"What children need most are the essentials that grandparents provide in abundance. They give unconditional love, kindness, patience, humor, comfort, lessons in life. And, most importantly, cookies." -- Rudolph Giuliani
I've been thinking a lot about my grandmother these days. Actually, 'Granny' was what we affectionately called her. She certainly provided all of the above 'essentials' - in spades. And although, to my knowledge, she never baked a cookie in her life, she could certainly find her way to a shop or a bakery.
Granny was a very funny lady, although I don't think she would ever have described herself that way. She had so many little sayings that she repeated so often that they became solidly entrenched in our family's lexicon. For example, whenever we dropped in for a visit, we would be promptly offered a hot cup of coffee and some kind of (purchased) baked good. And if we declined because of our waistlines she would invariably reply, "Ach! They're fresh! They'll do ye no harm!" So, apparently it was only stale cakes and cookies that put on weight!
This is certainly one of the expressions that has carried on in my life as well as with my siblings. In fact, we have clearly used them so much that they have been picked up by various friends and colleagues. It always sounds so funny to hear other people repeating Granny's words. But maybe that's because they must be said with a thick Scottish brogue to be accurate.
Yes, Granny was a Scot through and through. Born in 1901 in Uddingston, Scotland, a satellite town south of Glasgow. The men in her family had been hardworking coal miners who rarely saw the light of day, let alone their families. They lived in 'council flats' which provided the most basic housing needs, but not much more than that. But even so, she always spoke fondly of 'the old country' and continued to enjoy many of the Scottish foods that she could find here in Canada.
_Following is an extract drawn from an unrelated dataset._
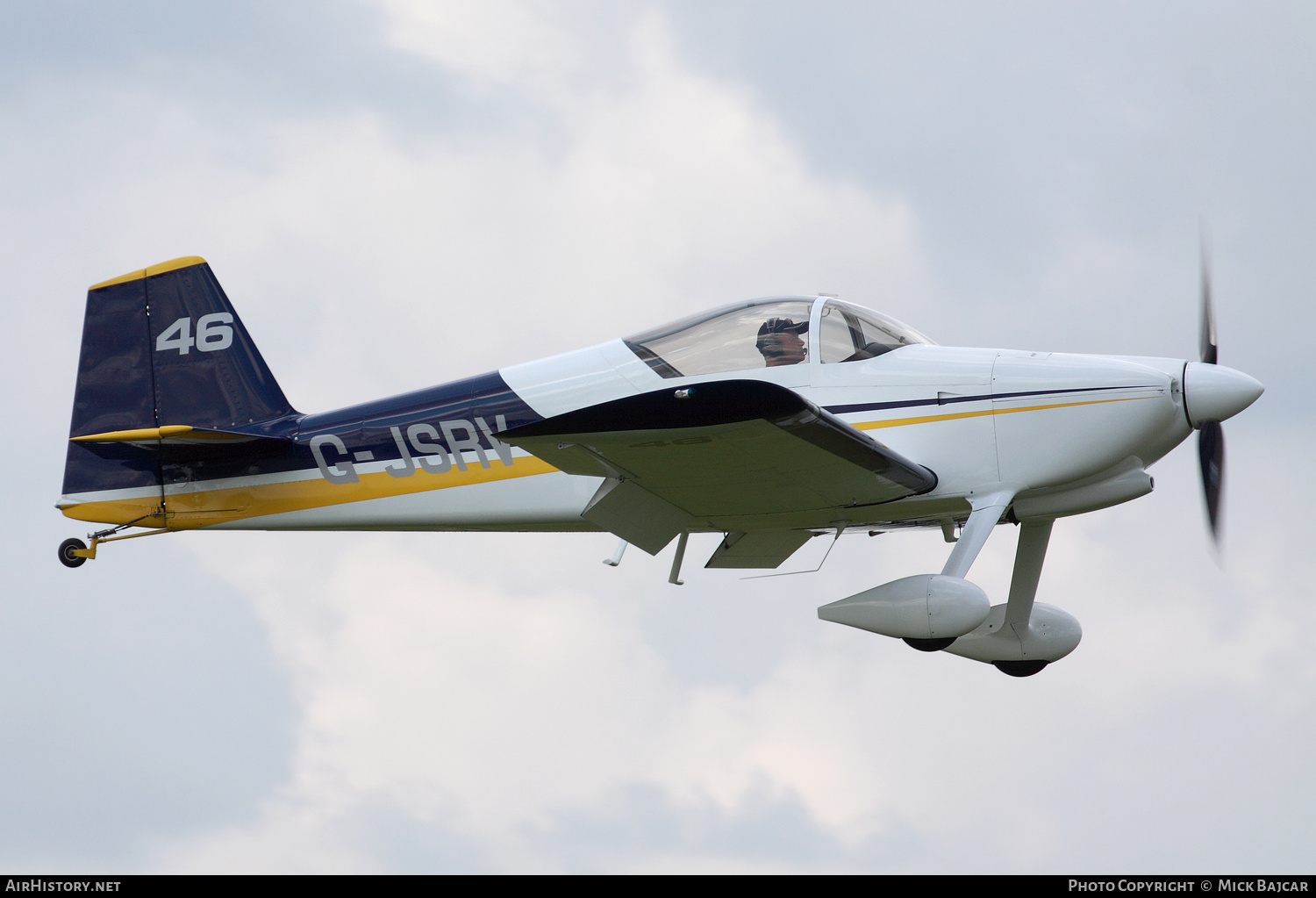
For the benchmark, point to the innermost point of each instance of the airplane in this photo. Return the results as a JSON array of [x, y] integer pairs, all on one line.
[[770, 421]]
Like Robertson's Golden Shred Orange Marmelade, McVitie's Digestive Biscuits with milk chocolate, Walker's Assorted Shortbread, and Walker's Highland Oatcakes.
I always have a laugh when I see a package of these oatcakes as it takes me back to my twenties - to a shopping trip with Granny to the Marks and Spencer here in London at the old Wellington Square Mall. She loved that store! I can see her now, bustling about, filling up her basket with Scottish goodies. But she stopped in her tracks when she realized that they were out of her favourite red-tartanned Highland Oatcakes.
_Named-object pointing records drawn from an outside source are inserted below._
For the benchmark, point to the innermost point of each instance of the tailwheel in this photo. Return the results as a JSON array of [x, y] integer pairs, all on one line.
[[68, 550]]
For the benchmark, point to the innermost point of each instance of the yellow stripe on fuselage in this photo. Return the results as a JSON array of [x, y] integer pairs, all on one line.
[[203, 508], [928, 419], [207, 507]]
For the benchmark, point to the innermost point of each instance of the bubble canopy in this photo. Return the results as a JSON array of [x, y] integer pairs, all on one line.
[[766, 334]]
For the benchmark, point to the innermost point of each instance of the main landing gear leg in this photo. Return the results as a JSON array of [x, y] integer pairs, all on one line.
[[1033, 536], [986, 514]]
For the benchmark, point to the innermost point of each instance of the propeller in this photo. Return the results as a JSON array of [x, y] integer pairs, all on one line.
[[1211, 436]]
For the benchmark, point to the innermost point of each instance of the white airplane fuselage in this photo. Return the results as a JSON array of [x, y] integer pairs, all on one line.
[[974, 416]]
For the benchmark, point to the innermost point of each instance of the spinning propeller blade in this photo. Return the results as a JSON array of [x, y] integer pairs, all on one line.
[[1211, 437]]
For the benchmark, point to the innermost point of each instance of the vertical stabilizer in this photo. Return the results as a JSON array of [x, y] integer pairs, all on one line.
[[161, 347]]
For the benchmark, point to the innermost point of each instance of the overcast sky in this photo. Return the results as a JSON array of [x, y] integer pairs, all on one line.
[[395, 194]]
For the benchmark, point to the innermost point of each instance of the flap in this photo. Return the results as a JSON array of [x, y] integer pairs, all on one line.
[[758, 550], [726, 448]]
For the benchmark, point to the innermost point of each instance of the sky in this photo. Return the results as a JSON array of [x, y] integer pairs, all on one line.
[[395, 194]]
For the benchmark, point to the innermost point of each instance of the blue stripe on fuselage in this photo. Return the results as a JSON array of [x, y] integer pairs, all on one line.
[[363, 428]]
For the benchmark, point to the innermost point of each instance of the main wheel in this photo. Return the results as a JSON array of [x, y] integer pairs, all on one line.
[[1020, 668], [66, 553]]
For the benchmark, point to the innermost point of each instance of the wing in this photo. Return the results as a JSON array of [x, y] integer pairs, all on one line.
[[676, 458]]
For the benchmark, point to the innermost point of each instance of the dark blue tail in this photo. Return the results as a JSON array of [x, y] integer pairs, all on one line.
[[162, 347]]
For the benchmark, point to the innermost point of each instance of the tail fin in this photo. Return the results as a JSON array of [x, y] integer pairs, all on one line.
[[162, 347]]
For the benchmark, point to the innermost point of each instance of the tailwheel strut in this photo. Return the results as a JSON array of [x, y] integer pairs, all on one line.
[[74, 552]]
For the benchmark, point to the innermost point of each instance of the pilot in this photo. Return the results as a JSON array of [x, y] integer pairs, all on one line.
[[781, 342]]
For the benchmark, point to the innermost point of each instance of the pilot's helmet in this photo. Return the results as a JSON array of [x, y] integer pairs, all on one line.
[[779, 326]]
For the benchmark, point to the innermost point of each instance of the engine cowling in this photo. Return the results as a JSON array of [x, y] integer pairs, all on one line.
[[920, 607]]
I was sent to seek out a salesperson to inquire if there were, perhaps, a stash of them hidden in a back room. The clerk apologized for the lack of stock, but very graciously pointed out another shelf which was packed full of green-tartanned packages of Irish oatcakes.
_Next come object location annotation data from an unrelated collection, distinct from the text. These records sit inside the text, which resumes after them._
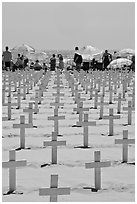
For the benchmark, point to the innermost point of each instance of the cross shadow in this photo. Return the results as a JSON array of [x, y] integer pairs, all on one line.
[[91, 188], [13, 192], [46, 164], [19, 148], [83, 147], [76, 126], [130, 163], [34, 126]]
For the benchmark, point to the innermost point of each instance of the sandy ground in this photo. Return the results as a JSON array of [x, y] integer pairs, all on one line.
[[118, 180]]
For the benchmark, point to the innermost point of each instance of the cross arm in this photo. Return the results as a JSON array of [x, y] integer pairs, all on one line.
[[97, 164], [54, 191]]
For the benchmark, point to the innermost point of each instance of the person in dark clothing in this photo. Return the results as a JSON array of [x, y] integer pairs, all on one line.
[[7, 58], [26, 60], [107, 57], [77, 59], [53, 63]]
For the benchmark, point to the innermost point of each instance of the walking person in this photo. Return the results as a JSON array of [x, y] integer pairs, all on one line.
[[53, 63], [61, 63], [7, 58], [106, 59], [77, 59]]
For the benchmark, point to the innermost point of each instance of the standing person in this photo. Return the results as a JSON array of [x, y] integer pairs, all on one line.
[[26, 60], [77, 59], [61, 63], [7, 58], [53, 62], [107, 57]]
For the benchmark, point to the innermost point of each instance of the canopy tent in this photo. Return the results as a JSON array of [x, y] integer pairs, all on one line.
[[119, 63], [88, 52], [126, 53], [22, 50], [38, 55]]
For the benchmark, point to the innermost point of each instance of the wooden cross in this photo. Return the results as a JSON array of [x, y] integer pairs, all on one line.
[[57, 104], [96, 95], [97, 165], [111, 117], [101, 103], [133, 98], [85, 125], [12, 164], [125, 142], [3, 95], [80, 109], [39, 96], [54, 143], [78, 98], [22, 127], [54, 191], [9, 104], [36, 99], [18, 98], [119, 99], [129, 109], [58, 93], [30, 111], [56, 118]]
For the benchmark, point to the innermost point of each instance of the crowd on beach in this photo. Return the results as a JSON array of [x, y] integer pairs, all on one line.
[[22, 62]]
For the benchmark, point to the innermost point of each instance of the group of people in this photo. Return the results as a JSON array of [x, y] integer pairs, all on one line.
[[53, 62], [22, 62], [106, 59], [7, 63]]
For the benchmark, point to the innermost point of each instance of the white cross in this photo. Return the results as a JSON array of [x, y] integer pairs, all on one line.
[[125, 142], [96, 95], [101, 103], [56, 118], [12, 164], [9, 104], [80, 109], [129, 109], [85, 125], [30, 111], [22, 127], [119, 99], [54, 191], [97, 165], [36, 99], [57, 104], [111, 117], [18, 98], [54, 143]]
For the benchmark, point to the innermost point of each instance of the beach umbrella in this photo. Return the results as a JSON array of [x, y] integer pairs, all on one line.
[[119, 63], [126, 53], [90, 51], [39, 55], [22, 50], [98, 56]]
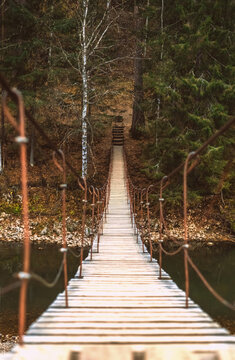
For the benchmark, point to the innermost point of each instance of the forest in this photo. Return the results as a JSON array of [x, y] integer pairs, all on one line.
[[162, 68]]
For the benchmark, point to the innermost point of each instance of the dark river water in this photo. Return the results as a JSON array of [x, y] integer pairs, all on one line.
[[217, 263], [45, 261]]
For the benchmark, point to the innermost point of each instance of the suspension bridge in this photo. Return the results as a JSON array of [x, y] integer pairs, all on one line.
[[120, 304]]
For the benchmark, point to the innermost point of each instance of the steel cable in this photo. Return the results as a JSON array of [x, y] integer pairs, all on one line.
[[173, 252], [9, 288]]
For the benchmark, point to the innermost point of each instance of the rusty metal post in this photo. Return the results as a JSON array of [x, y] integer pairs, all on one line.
[[63, 188], [22, 140], [98, 217], [84, 188], [189, 157], [161, 200]]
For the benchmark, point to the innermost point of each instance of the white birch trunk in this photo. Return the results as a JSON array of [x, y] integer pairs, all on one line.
[[84, 90]]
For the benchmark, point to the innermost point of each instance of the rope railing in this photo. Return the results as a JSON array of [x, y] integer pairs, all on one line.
[[137, 206], [98, 201]]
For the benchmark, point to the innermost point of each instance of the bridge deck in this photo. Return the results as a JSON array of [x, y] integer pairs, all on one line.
[[120, 303]]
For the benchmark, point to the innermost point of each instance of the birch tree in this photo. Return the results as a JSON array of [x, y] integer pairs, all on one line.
[[92, 25]]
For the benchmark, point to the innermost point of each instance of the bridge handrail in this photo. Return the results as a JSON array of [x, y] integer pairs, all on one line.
[[99, 207]]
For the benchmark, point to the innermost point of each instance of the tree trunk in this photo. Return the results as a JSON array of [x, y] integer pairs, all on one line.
[[138, 119]]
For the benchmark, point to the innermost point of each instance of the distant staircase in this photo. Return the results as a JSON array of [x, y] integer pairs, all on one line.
[[118, 135]]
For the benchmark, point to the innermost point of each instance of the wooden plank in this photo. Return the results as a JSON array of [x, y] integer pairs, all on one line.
[[127, 339]]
I can still recall the perplexed expression on the young lady's face when Granny responded by saying, "Ach! Nae! These won't do." Said the clerk, "But, as you can see from the box, they are the very same thing! They simply come in a green box rather than in a red box." I could definitely sense some exasperation coming through, but this was totally lost on Granny.
"Nae, nae," she replied. "Nae. I'll just have tae do without and come back another time when you have the Scottish oatcakes in."
At this point I tried some gentle cajoling because I knew it would be either myself or my sister, Kathie, who would be driving her back to Marks and Spencer (a 200 km. round trip). And, besides, I knew how much she enjoyed an oatcake with some Robertson's marmalade, or a bit of cheese with her favourite beverage - a cup of coffee.
But she wouldn't budge an inch. Granny was like that. Absolutely immovable once her mind was made up. I tried everything I could think of to convince her that these Irish oatcakes were absolutely the same product, produced by the same company, in fact, and that the only difference was the green vs red box.
I was unsuccessful. "But why??" I wanted to know. "Why won't you just try them?"
"They're Irish!" she replied. And that was that.
And so, in memory of Granny and that memorable trip to Marks and Spencer, I am giving you a recipe for 'Irish Oatcakes' this week. I'm sure they will be delightful with marmalade, or a bit of cheese, or whatever else may take your fancy.
And I'm kind of hoping that from 'across the veil' I can make Granny smile. Or maybe even chuckle. Because that would be really funny.